We are paying a huge price for not following the wise counsel of Dwight D. Eisenhower, who urged JFK to bring all U.S. troops home and let the Europeans man their own defenses. Instead, Europe came to depend on America to do its military chores and to exhibit traits common to dependencies: lassitude and ingratitude among them.

Bosnia represents not only a failure of Clinton but of the U.S. foreign policy elite. As far back as 1990, some of us argued that the United States should use the opportunity of our victory in the Cold War to craft a foreign policy that put America first and required other nations to take control of their own defense and their own destiny.

Instead, America began to expand commitments, as she drew down her military power. Now, we are giving war guarantees to Eastern Europe, where Americans have never fought before, and appear ready to accept a permanent U.S. military presence in the explosive Balkans. We have assumed the historical role of Germany in keeping Russia out of Europe, of the Austrian, Turkish and Russian empires in policing the Balkans, of the British in defending freedom of the seas and the Persian Gulf, and of the Japanese in containing China and shielding Korea.

This is imperial overstretch and an invitation to disaster. America’s elites misread this nation. Future generations will not validate these war commitments with the lives of their sons.

Our 10-year window of opportunity, following our Cold War victory, is closing.

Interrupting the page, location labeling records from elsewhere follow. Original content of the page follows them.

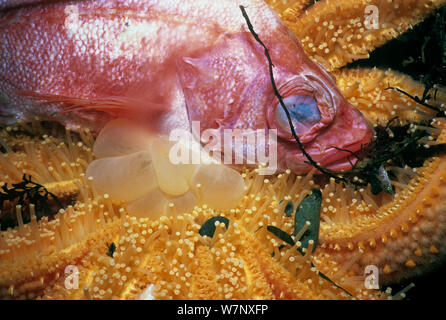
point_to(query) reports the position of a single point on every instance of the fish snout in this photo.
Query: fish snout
(338, 147)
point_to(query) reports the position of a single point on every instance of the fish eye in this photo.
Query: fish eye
(303, 111)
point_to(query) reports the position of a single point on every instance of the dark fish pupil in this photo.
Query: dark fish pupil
(303, 110)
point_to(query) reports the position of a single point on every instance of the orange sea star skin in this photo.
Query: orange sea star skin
(334, 32)
(403, 237)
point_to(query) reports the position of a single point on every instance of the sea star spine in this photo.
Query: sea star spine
(334, 32)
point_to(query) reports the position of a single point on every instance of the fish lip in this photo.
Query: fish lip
(330, 157)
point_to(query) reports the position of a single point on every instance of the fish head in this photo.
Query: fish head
(229, 86)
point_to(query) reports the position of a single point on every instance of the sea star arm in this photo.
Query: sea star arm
(335, 33)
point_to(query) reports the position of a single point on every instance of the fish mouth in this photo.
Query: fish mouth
(338, 148)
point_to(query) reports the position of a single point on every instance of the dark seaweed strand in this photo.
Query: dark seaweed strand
(325, 171)
(421, 101)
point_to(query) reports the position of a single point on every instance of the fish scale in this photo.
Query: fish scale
(88, 62)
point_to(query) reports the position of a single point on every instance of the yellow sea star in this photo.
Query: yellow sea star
(242, 261)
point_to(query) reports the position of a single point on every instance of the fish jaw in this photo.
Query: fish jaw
(337, 148)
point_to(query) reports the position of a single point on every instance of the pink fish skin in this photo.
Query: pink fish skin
(168, 63)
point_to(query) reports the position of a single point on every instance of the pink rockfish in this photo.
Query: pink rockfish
(167, 63)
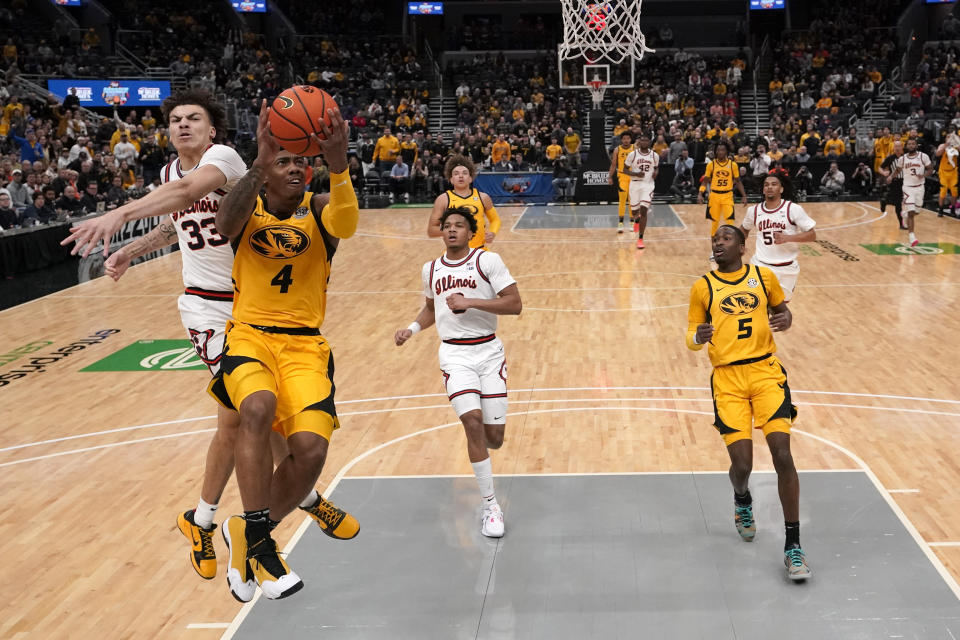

If America is not to be dragged into every future Bosnia, we need to act now. The Europeans should be told, bluntly:

You are staying in Bosnia, and we are not. And as we lifted you to your feet after World War II, your duty is to do the same for Eastern Europe and Russia, which should be put on a timetable for inclusion in the European Union. And if your answer is no, our answer is goodbye.

If this sounds like an ultimatum, it is. Sometimes, you have to kick the birds out of the nest, or they never learn to fly.